Eles levam a vida na ponta dos dedos
por JANAÍNA LIMA
“Luiz, respeita os oito baixos do seu pai”, O último verso da canção Forró do Januário, de Luiz Gonzaga, mostra um pouco a tradição da sanfona na herança histórico-cultural nordestina. Instrumento essencial na composição do estilo conhecido como forró pé-de-serra, a sanfona, juntamente com o triângulo e a zabumba, é, ou já foi, instrumento de trabalho para muita gente. O mais importante desses profissionais é sem dúvida Luiz Gonzaga. Filho ilustre de Exu, cidade do sertão pernambucano, Gonzagão divulgou a música nordestina em todo mundo e deixou um legado de dezenas de músicas que se tornaram clássicos da MPB.
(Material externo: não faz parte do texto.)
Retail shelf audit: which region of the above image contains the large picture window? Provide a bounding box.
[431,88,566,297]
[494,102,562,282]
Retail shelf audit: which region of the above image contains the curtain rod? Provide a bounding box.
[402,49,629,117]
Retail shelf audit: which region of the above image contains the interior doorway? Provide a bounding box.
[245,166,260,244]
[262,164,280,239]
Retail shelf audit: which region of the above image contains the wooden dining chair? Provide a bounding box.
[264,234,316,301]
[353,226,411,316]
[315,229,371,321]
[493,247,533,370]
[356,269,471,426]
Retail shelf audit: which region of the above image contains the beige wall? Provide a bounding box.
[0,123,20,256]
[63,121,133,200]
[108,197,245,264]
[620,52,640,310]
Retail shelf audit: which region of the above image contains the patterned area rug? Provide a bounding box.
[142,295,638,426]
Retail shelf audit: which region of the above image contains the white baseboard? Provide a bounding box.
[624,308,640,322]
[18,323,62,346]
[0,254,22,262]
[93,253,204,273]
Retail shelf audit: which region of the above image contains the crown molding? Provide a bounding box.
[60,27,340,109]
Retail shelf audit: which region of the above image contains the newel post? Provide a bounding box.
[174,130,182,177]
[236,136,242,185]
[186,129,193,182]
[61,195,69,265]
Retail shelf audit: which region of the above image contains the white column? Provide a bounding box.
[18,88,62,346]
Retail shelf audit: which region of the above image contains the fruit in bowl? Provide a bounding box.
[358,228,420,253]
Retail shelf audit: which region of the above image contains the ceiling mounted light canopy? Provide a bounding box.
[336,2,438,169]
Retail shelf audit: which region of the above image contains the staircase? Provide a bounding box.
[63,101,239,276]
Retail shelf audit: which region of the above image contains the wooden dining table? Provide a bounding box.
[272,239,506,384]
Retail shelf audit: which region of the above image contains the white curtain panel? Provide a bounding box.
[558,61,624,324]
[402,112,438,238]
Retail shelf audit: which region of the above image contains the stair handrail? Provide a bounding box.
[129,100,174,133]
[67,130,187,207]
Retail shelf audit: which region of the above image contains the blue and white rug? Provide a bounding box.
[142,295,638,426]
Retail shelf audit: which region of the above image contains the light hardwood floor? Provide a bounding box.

Não é preciso pensar muito para lembrar de: Légua Tirana, Assum Preto, Sabiá, Paulo Afonso, Vida de Viajante, Xote das Meninas, Baião, entre outras. Gonzagão partiu, mas deixou muitas sementes por aqui. O Forró Especial do JC foi atrás desses seguidores de Seu Lua e conta hoje a história de quatro sanfoneiros pernambucanos: Dominguinhos, Camarão, Arlindo dos Oito Baixos e Diego.
Considerado o herdeiro direto de Gonzagão, Dominguinhos começou a tocar sanfona com apenas oito anos de idade. “Meu pai era afinador de sanfonas e meu irmão já tocava. Comecei nos oito baixos do meu pai, e só aos 11 anos passei para a de 48 baixos”, relembra Dominguinhos. Outro momento inesquecível nos 38 anos de carreira do músico, é o primeiro encontro com Gonzagão. “Estávamos eu e meu irmão tocando em frente ao Hotel Tavares Correia, em Garanhuns. Gonzaga estava jantando e nos levaram para conhecê-lo. Nunca tinha ouvido falar em Luiz Gonzaga e fiquei admirado quando ele nos deu um bolo de dinheiro”, conta Domingos, que alguns anos depois, aos 16 anos, passou a participar dos discos do sanfoneiro.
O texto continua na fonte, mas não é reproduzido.